The US dollar traded mixed against its major counterparts on Tuesday, gaining ground against the yen, the euro and the pound, while underperforming against the commodity-linked aussie, kiwi and loonie. It traded virtually unchanged against the franc. Today, ahead of the Fed decision, the greenback is slightly down or unchanged.

Although the dollar was unable to gain against all its peers, Treasury yields extended their recovery, while Fed fund futures suggested fewer rate cuts for 2026 as data yesterday showed that US job openings increased slightly in October after surging in September. On top of that, the National Federation of Independent Business (NFIB) report revealed that firms are planning to create new vacancies in the near term.

This prompted investors to anticipate only two rate cuts for next year, which changes the dynamics on how the market may respond to today’s FOMC decision. A 25bps rate cut is nearly fully priced in and thus, it is unlikely to shake the markets. Investors are likely to quickly shift their attention to the statement, the updated economic projections – especially the new dot plot – and Chair Powell’s press conference.

Should the dot plot agree with the market and point to two rate cuts next year, the dollar is unlikely to decisively rally; unless Fed Chair Powell appears more concerned about sticky inflation rather than the lately-observed softness of the labor market, or if there is a decent number of policymakers voting for only one rate cut in 2026, even if the median points to two.

Aussie extends gains after RBA, BoC also decides on rates

The aussie was the main gainer yesterday, extending its rally after the RBA kept interest rates steady as expected and ruled out further easing.

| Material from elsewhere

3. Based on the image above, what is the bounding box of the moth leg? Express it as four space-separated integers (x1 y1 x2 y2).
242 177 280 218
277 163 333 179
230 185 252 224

Officials also noted that a rate hike could be possible should inflation pressures prove to be more stubborn than expected.

Today, a few hours ahead of the Fed, the Bank of Canada will announce its own monetary policy verdict. At its latest meeting, the BoC cut rates by 25bps and said that they are at about the right level.  Since then, data revealed a strong rebound in economic activity and employment growth, while underlying price pressures remained sticky.

According to Canada’s Overnight Index Swaps (OIS), investors are 95% confident that officials will refrain from pushing the rate cut button at this gathering, and they are surprisingly pricing in a rate hike by December 2026. Combined with headlines that US President Trump and Canada’s Prime Minister Mark Carney were reported to have had constructive talks on trade on Friday, this may allow the Bank to remain on hold and repeat a message of satisfaction about the level of interest rates.

Should this be the case, the market could remain convinced about a potential rate hike by the end of next year and may allow the loonie to add to the massive gains it posted on Friday after the surprisingly robust jobs data for last month.

Stocks mixed ahead of Fed, oil prices decline on Ukraine headlines

On Wall Street, the three major indices finished Tuesday’s session mixed, with the Dow Jones losing 0.38%, the Nasdaq gaining 0.13% and the S&P 500 finishing virtually unchanged. Today, stock futures are fractionally in the green, suggesting some degree of cautiousness ahead of the Fed outcome. If the well-anticipated rate cut is painted with hawkish colours, stocks could pull back as expectations of fewer rate cuts next year mean lower present values (PV) for high growth firms.

Oil prices are holding relatively steady today, after falling nearly 1% yesterday, perhaps due to renewed hopes about peace between Ukraine and Russia. Ukrainian President Zelenskiy said that in coordination with its European partners, they will present the US with a refined plan to end the war. A resolution could result in the removal of sanctions on Russian oil companies and thereby unblock restricted supply.